Inflammatory Myofibroblastic Tumor: greater cellularity, less hyalinization, no calcification, ALK positive (including ALK gene rearrangements).

Reactive Nodular Fibrous Pseudotumor: less cellular than CFT, no inflammatory infiltrate, no calcifications, positive for desmin, actin, & CD117.
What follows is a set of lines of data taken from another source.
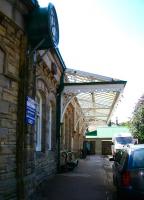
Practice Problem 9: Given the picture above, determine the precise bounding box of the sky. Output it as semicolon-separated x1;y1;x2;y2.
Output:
38;0;144;122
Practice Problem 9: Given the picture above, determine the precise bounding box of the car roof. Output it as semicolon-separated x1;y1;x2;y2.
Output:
124;144;144;153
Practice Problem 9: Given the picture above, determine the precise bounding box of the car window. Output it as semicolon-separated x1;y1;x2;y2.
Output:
120;152;128;167
115;150;124;163
132;149;144;168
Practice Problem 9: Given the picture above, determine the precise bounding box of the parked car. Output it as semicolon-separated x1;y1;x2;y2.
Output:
111;132;134;156
110;144;144;200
Desmoid-type Fibromatosis: poorly circumscribed with infiltrative growth, greater cellularity, fascicular growth, rare calcifications.

Desmoplastic Fibroblastoma: more common in adults with a male predilection; fibrous mass in the subcutaneous tissues or skeletal muscles; consists of dense collagenous stroma but lacks calcifications of CFT.

Nodular Fasciitis: tissue culture-like spindle cells, myxoid matrix, rare/no calcifications.

Fibroma of Tendon Sheath: Distal extremity location, dense eosinophilic collagen but with foci of increased cellularity, elongated slit-like spaces, no calcifications.

Calcifying Aponeurotic Fibroma: Location in hands and feet, poorly-circumscribed, calcifications and chondroid metaplasia, multinucleated giant cells.

Amyoidoma: Dense eosinophilic deposits that are Congo-Red positive.